Craig Morgan, MD, and Eye Consultants of Huntington, West Virginia, paid $907,074.64 to resolve allegations that they submitted false claims to Medicare and Medicaid, the U.S. Attorney’s Office for the Southern District of West Virginia reported.

A West Virginia ophthalmologist has reached a settlement with the U.S. Department of Justice to settle allegations that his practice submitted false claims to Medicare and Medicaid.

Craig Morgan, MD, and Eye Consultants of Huntington, West Virginia, have paid $907,074.64 to resolve allegations that they submitted false claims to Medicare and Medicaid, the Justice Department said in a Sept. 6 news release.

According to the Justice Department, from January 13, 2013, through April 12, 2019, Morgan administered vascular endothelial growth factor inhibitor injections into the eyes of patients to treat purported wet age-related macular degeneration or other ophthalmological conditions. Prosecutors said these injections were not medically necessary because the patients did not have treatable Wet-AMD or other conditions that would have warranted the invasive treatment.

“This settlement is important because it shows that this office, along with its federal partners, will aggressively seek re-imbursement when taxpayer money is spent wrongly,” United States Attorney Will Thompson said in a statement. “When a person goes to a medical provider, they expect the medical provider to treat them, not for the medical provider to figure out ways to enrich themselves.”

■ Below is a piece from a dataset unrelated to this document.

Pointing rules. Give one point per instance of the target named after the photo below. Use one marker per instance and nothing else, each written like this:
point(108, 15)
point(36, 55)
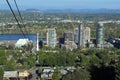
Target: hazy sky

Morgan was identified by HHS-OIG as one of the top outliers for billing the Medicare program across all medical specialists in West Virginia, far exceeding the average of Medicare claims submitted by his peers. The vast majority of payments Morgan received from Medicare were for injections for purported treatment of wet-AMD.

“Providers who perform medically unnecessary procedures damage the trust of physician-patient relationships and exploit taxpayer-funded programs,” said HHS-OIG Special Agent in Charge Maureen Dixon. “HHS-OIG, and our law enforcement partners, are committed to working together to protect the integrity of federal health care programs.”

The case was investigated by HHS-OIG and the Federal Bureau of Investigation in collaboration with the United States Attorney’s Health Care Fraud Task Force, which brings together federal, state, and local law enforcement partners from numerous agencies to coordinate intelligence sharing and prosecution of health care fraud impacting Medicare, Medicaid, and other public health care programs.